Esse sujeito, com todos os seus adjetivos e contradições, mudou a
história desse país, e mesmo que as pessoas continuem mergulhadas
no entretenimento barato, no consumo ou em suas reflexões científicas
estéreis, lá no fundo elas sabem que algo mudou e que essa guerra
civil nos permitiu vislumbrar um pouco das leis eternas que organizam
a existência. Por mais cruéis e sanguinolentos que tenham sido alguns
combates, por mais estúpidas que tenham sido as motivações ou por
mais covardes que tenham sido os massacres, a Revolução foi nossa
catarse, a catarse que precisávamos como purgação dos últimos cinco
séculos. A destruição nos ensinou sobre a eternidade.

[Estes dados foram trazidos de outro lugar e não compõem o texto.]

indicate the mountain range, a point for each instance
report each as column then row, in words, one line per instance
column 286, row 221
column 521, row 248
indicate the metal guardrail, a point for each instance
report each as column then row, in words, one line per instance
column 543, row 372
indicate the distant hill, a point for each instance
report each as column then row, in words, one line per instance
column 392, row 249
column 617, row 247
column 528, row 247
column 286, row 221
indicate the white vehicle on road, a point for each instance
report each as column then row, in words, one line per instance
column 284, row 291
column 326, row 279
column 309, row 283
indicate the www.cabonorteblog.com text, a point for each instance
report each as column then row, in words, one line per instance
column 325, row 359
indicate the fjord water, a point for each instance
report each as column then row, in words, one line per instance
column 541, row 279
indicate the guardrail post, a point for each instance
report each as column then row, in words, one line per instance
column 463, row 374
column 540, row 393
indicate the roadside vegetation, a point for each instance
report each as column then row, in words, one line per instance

Em novembro de 2010 os jornais noticiaram a emblemática invasão
do Bope ao Complexo do Alemão, fortemente armados e protegidos
dentro dos blindados da Marinha e a mídia do mundo todo
transmitindo aquelas imagens da fuga dos traficantes, alguns deles
sendo alvejados ao vivo e o mundo todo comentando sobre a operação
de limpeza social, realizada com o objetivo de tornar a cidade do Rio
apresentável para a copa do mundo da Fifa de 2014 e as olimpíadas de
2016; colocá-la nos padrões internacionais de turismo e permitir aos
membros das classes média e alta que a visitassem sem serem
incomodados pelos resquícios de uma realidade brutal e
demoniacamente opressiva.
Abri o jornal O Globo e a foto de capa mostrava um policial
hasteando a bandeira do Brasil no alto de alguma favela ocupada pela
polícia, como se aquela cena de filme americano pudesse emocionar
ou como se aquilo representasse uma nova esperança para o calejado e
experimentado povo brasileiro; todos discutiam as implicações
daquele episódio e na USP, principalmente na FFLCH, as discussões
estavam pegando fogo. Professores e alunos organizaram diversas
discussões públicas sobre a invasão das favelas, sobre a falsa
pacificação, sobre a legalização das drogas, sobre a criminalização da
pobreza e a maior parte desses debates terminava em porrada ou em
agressões verbais do mais baixo nível; o núcleo de estudos da
violência nunca produziu tantos artigos e seus membros sentiam uma
excitação constante, como quando trepamos e não queremos que a
trepada acabe nunca, eles desejavam que a invasão não acabasse
nunca para poderem estudarem-na minuciosamente e assim
descobrirem “o segredo por trás da violência”, para poderem fazer a
“anatomia da violência” e anunciarem suas reveladoras estatísticas.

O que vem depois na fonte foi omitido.